Our findings warrant careful interpretation considering several limitations. First, in our retrospective study, we did not conduct routine postoperative CT scans, which are essential to confirm the precise needle location and achieve accurate spatial localization [
23]. Second, the lack of insurance coverage in the Korean medical system of central epidural anesthesia combined with MAC anesthesia, without BIS, SedLine, or entropy monitoring for sedation depth [
24] or ANI or SPI for analgesic depth [
25,
26], raises concern about the overall safety and completeness of our approach. Third, MAC anesthesia in the prone position has the theoretical potential to cause respiratory depression, especially when using a continuous remifentanil infusion [
27]. In our study, there was no dangerous apnea episode.

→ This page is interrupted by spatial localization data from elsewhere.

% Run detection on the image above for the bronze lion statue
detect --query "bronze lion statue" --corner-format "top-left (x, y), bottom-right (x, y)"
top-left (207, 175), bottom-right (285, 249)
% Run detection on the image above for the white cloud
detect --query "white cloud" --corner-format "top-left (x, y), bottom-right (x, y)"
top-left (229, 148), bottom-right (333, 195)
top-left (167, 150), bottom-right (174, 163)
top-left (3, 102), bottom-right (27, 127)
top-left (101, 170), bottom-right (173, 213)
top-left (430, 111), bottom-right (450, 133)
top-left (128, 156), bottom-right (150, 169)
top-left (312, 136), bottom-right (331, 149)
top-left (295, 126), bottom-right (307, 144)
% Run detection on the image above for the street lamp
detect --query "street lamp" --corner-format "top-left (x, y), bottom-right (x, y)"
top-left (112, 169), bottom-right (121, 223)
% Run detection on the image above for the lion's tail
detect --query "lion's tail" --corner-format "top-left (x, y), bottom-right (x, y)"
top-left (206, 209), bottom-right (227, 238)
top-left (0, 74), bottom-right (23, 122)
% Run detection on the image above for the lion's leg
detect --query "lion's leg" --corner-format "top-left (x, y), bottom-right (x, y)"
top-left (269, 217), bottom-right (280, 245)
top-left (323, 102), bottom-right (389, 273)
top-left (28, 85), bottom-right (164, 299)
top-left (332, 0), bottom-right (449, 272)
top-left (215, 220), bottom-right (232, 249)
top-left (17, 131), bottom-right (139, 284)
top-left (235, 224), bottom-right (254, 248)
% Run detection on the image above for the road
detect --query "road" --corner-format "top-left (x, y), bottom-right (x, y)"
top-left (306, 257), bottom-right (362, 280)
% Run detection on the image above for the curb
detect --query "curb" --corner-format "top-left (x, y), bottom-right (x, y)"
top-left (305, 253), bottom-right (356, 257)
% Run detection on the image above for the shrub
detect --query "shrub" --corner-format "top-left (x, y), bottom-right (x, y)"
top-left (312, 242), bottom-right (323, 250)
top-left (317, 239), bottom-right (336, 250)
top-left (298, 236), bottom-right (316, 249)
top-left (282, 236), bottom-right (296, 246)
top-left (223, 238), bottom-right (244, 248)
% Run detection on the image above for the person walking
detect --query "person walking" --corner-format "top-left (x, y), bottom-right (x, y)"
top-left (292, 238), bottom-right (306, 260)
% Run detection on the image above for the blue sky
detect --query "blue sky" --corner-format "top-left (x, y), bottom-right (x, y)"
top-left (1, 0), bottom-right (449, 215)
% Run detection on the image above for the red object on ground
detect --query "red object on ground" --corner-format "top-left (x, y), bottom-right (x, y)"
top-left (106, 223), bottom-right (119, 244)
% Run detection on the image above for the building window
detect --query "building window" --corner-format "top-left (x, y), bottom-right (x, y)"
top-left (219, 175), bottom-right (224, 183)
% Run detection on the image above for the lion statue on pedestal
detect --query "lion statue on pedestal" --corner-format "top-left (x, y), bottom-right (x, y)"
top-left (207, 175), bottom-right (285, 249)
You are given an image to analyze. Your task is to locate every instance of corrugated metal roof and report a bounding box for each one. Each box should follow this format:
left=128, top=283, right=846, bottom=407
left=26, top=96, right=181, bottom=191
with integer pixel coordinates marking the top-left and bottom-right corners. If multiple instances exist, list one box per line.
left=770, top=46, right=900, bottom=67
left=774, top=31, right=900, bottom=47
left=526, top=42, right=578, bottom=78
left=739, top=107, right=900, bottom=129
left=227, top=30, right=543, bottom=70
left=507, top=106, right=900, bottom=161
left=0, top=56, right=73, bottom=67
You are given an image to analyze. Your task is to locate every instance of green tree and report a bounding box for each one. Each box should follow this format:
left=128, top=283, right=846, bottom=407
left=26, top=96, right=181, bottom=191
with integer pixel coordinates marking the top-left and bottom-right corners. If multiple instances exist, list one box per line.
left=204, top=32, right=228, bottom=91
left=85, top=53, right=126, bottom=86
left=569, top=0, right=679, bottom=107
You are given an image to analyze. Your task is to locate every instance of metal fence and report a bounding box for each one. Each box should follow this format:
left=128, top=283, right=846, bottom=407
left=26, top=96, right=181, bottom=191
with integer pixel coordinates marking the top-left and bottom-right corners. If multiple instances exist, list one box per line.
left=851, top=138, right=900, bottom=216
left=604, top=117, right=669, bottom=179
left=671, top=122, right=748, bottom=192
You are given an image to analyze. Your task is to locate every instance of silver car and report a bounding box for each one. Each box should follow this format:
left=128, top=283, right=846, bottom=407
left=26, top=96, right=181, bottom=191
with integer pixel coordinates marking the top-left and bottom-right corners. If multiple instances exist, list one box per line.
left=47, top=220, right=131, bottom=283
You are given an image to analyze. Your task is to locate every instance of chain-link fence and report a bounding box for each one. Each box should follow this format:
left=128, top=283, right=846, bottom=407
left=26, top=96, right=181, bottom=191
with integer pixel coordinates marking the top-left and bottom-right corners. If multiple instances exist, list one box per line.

The prone position might reduce upper airway obstruction risks compared to the supine position. However, anesthesiologists should take caution in that relying solely on capnogram monitoring and saturation may not ensure complete safety. Fourth, as with any retrospective study, our research may not fully encompass the complexities of various unmeasured variables, which require further elucidation of the results. Additionally, potentially confounding variables could have skewed the outcomes of our investigation. Fifth, there was a potential for selection bias due to the exclusion of ambiguous, missing, or difficult-to-validate records in the anesthesia, nursing, and radiographic images. This underscores the importance of a cautious interpretation of our findings. Sixth, because our data originated from a single institution, their direct applicability to other settings or populations may be limited. Therefore, a prospective large-scale multicenter study is imperative to validate these results and offer guidance for epidural anesthesia in patients undergoing endoscopic, open, or fusion surgery.